とにかく、俺は割とぶっ壊れ性能だということが博士の反応で理解できた。
「それで、狩りの方は成功した?」
「あ、はい。んー、どうやって取り出すのかな?」
どこかにしまったあの肉は、どうやれば取り出せるのかな?
と、意識すると目の前にアイテムバッグのリストみたいなのが出てきた。
あ、道中拾ったバルンの皮がある。
クイックデアーカモの肉はそのすぐ下にあった。
それに意識を向けると、取り出す、鑑定、詳細とある。
今は詳細が暗くなっていて、選べない。
まぁ、今はひとまず取り出すかな。
すると、目の前にあったテーブルの上にポンと肉が現れた。
加工もしてあるし、確かにちゃんと俺が剥いだものだ。
「おー、空間収納もちゃんと使えるんだね。
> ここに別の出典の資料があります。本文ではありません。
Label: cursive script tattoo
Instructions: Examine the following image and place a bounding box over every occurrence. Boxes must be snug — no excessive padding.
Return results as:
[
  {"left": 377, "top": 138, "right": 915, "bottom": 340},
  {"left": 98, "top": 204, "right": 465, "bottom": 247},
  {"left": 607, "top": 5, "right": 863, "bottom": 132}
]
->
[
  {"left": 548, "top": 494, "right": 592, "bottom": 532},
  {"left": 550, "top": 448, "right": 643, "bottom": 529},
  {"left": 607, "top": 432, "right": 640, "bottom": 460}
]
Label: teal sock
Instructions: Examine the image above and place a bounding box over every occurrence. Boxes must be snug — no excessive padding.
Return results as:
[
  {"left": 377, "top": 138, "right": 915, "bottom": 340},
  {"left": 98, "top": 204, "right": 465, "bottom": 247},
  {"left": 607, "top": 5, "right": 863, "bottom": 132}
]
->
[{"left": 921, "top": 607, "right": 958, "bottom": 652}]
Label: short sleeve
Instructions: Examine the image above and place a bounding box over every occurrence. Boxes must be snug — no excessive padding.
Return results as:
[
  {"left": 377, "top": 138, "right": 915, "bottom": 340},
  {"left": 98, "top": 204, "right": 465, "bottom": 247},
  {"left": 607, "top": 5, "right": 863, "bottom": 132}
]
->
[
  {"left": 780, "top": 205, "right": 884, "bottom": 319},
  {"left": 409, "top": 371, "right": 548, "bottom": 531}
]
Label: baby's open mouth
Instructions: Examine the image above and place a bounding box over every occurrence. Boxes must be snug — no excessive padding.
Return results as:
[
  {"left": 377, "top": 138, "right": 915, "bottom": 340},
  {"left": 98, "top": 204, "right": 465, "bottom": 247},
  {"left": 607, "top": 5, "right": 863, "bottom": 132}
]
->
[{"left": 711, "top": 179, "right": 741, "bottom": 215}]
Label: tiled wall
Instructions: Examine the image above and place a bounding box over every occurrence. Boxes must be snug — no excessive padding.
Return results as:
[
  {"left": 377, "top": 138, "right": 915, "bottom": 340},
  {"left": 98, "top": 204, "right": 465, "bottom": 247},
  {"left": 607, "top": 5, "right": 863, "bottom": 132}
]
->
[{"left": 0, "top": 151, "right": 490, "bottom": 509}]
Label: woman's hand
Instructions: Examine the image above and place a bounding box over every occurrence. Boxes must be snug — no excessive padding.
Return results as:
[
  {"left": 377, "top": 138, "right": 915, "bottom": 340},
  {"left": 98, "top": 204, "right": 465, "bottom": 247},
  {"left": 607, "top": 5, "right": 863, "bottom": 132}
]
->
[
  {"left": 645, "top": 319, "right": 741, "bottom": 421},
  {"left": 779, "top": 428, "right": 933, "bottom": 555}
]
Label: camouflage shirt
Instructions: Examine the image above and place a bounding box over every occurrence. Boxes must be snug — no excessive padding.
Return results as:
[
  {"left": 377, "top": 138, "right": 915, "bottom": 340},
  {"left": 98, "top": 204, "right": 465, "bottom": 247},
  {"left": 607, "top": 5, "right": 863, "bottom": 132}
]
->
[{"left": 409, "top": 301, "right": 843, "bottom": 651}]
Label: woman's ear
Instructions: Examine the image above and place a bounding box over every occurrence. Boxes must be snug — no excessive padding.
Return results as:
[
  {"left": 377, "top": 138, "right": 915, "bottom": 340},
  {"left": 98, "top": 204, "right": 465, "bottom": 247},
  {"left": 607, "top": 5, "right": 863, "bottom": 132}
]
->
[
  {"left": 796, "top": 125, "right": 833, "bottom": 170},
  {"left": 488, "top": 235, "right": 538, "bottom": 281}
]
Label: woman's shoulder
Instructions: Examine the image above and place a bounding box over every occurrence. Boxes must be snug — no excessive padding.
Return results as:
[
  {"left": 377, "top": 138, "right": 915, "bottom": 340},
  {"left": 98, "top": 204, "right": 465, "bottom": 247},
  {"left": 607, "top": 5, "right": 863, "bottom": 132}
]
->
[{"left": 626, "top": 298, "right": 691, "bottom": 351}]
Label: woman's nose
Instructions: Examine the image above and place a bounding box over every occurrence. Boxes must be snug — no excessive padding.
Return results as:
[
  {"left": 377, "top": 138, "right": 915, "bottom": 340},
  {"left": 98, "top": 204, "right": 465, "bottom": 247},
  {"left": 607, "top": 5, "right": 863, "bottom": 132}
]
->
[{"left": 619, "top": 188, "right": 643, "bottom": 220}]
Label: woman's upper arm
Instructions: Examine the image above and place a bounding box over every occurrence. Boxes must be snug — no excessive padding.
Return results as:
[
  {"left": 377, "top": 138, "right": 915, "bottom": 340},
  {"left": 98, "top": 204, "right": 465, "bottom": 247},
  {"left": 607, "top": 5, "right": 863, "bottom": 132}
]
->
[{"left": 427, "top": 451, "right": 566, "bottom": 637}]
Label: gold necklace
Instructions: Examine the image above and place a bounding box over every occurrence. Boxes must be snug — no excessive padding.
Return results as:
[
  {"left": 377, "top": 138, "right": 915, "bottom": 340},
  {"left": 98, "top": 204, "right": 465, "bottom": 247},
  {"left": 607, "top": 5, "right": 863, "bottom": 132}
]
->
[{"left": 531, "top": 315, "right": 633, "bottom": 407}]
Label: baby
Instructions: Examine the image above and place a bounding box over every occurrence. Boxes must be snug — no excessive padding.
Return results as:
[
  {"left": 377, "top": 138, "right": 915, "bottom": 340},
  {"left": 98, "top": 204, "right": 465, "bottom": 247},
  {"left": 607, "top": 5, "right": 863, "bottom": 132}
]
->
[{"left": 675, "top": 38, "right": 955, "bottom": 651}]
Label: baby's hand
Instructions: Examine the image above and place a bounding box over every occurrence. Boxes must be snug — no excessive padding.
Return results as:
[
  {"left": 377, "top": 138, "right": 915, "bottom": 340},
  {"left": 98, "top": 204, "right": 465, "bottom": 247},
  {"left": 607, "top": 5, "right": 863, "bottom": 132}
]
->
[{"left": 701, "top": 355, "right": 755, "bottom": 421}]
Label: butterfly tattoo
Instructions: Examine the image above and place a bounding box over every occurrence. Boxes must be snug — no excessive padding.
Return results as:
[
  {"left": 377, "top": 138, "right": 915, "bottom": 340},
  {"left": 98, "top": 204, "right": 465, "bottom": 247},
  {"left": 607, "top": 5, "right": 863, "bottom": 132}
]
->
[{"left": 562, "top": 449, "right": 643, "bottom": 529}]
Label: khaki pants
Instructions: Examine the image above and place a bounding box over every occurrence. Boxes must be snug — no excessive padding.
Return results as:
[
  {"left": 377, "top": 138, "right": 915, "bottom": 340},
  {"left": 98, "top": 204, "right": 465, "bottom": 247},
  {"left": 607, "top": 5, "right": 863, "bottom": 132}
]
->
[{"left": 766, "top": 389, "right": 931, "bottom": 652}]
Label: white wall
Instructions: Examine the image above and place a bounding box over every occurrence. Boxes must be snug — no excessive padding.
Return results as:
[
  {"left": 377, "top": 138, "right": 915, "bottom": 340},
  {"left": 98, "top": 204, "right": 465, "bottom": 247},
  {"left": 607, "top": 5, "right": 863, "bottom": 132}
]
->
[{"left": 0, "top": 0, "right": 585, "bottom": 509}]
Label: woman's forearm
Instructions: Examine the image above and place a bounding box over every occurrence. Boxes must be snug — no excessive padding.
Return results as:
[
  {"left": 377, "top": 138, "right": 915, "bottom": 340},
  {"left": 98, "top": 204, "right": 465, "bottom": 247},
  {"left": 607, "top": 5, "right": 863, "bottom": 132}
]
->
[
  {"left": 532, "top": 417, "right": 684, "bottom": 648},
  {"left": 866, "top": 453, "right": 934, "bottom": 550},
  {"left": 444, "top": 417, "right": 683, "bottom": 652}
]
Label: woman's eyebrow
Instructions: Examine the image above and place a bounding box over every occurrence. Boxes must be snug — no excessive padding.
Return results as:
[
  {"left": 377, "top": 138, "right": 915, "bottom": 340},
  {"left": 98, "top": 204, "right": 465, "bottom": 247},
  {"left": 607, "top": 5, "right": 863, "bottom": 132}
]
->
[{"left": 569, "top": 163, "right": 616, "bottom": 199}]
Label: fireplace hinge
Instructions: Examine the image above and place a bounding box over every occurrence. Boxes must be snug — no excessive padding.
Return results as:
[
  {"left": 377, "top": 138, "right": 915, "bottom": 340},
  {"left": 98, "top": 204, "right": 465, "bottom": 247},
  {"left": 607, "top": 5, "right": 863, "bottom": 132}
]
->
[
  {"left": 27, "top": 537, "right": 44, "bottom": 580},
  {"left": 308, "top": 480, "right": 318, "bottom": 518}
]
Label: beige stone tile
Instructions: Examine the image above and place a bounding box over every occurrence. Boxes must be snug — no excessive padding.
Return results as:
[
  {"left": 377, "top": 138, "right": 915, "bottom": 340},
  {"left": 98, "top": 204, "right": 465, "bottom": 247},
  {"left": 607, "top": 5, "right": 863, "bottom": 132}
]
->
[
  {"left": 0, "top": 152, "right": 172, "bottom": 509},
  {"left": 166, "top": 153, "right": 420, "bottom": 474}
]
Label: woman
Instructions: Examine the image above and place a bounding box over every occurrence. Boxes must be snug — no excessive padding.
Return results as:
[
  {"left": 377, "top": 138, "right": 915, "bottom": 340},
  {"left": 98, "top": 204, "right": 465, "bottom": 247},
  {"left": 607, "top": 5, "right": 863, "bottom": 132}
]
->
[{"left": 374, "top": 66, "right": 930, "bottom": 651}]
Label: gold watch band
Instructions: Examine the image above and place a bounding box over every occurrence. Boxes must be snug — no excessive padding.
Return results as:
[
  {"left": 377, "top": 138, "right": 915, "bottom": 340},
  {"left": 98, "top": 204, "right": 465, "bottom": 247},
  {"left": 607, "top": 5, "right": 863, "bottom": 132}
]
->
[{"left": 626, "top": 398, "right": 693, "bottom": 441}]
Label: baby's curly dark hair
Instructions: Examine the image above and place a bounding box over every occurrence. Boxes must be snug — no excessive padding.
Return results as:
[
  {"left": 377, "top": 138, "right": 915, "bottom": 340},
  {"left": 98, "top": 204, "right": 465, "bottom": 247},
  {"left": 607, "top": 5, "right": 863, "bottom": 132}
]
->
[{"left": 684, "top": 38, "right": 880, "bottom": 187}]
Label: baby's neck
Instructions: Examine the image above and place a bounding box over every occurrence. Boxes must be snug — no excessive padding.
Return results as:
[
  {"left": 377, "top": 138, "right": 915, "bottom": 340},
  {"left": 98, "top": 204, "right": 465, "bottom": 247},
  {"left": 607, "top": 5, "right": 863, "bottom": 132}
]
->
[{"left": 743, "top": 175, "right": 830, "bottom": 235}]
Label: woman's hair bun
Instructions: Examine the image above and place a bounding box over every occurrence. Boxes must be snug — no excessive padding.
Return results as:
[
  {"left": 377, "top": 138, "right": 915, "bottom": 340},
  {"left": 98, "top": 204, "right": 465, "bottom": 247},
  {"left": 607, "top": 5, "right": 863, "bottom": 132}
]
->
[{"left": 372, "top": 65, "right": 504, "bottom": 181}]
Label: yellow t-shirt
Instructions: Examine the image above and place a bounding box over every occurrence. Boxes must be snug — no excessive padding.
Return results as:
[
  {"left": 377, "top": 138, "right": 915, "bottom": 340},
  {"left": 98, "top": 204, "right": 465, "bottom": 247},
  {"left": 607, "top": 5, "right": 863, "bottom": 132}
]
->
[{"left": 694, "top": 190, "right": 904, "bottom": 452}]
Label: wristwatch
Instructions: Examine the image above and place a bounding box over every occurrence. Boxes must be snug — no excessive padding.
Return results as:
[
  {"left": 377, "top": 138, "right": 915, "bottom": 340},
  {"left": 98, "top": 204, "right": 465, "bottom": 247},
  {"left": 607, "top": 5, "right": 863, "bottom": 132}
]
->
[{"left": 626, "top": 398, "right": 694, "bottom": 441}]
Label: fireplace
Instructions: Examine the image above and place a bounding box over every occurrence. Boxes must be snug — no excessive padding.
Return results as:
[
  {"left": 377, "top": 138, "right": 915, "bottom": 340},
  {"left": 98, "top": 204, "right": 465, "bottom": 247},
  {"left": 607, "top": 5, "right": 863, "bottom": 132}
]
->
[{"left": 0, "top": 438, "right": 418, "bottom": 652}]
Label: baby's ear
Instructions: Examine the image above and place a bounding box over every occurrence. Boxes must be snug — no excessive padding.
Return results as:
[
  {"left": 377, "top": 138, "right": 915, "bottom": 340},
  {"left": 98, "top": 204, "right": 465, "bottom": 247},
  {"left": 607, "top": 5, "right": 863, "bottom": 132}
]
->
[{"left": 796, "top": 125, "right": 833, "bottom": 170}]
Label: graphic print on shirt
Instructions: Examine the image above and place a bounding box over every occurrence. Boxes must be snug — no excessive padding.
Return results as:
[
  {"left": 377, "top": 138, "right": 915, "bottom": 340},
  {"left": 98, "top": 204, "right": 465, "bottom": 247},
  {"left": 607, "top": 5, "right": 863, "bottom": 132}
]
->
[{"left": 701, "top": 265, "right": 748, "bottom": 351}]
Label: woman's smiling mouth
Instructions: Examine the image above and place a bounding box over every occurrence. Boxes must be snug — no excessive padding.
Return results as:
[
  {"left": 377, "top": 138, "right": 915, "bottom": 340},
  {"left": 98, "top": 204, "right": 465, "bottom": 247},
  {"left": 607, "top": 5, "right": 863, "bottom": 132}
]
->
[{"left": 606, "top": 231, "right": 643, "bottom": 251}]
うんうん、ありがと!」
「いえいえ」
「それじゃ、お礼にご褒美あげるよ!」
そういやすっかり忘れてた。
ご褒美って、何の事だろう?
そう言って博士が持ってきたのは、起きた時に持ってた変なモノが乗ったお盆だった。
気持ち悪っ!?間近で見るとこんなに気持ち悪いのかこれ!
「は、博士……それ何ですk」
「えいっ」
「ギャーッ!!」
博士は、俺が喋り終わる前に気持ち悪い何かを俺に押し付けてきた。
素手で持って、グリグリと。
そりゃ悲鳴ぐらいあげるだろう……
何か1つ文句でも言ってやろうかと思ったが、次の瞬間俺はそれすら忘れる事になる。
俺の身体が、その気持ち悪いやつを取り込んだのだ。
そして、取り込んですぐ、身体の表面が変質を始めた。
取り込んだ場所を起点に、少しずつ身体の表面が肌色になっているのだ。
そして、1分が経つ頃には、変化が確認出来なくなった。
「ふふん、大成功だよ。」
そう言って博士は、俺の目の前に鏡を持ってきた。
そこに映っていたのは……人の頃にそっくりな俺だった。
いや、人だった頃よりもカッコ良くなってる。
目の下から一直線に、、機械が剥き出しだった時にあった顔のパーツの境目である線が見えたり、瞳が生き物の物とは違う雰囲気もあるが、十分に人らしく見える。
口を開けたり、瞬きをしたり、頬を引っ張ったり。
その質感は、ほとんど人間だった頃と同じだ。
「貴方の身体の表面を変質させて、人っぽくしたんだよ。流石に関節辺りは無理だったけど、十分に人っぽいでしょ?」
そう言われて見ると、肘や膝辺りは球体関節剥き出しのままだし、指先もやっぱひ機械っぽい。
でも、これで十分だ。
人らしく見えるのが、こんなに嬉しいなんて思わなかった。
「博士……ありがとうございます」
「良いって良いって!それに、これから冒険者になってもらうに当たって、金属剥き出しは宜しくないからね」
あ、やっぱり冒険者にはなるのか。
「何で冒険者に?」
「それは私が説明する。冒険者は、ランクが高くなれば一般人ではいけない危険な所にも行けるようになる。そちらの方が、何かと便利」
「なるほどね。必要な素材が危険なところにあったりするからそっちの方が都合が良い訳か」
「ん」
「服は、お金をあげるから、それで買ってきてね」
「え、いいんですか。お金貰っちゃって」
「うん、今日の報酬だと思ってよ」
「あ、ありがとうございます」
これで予定は決まった。
明日はギルドで登録だな。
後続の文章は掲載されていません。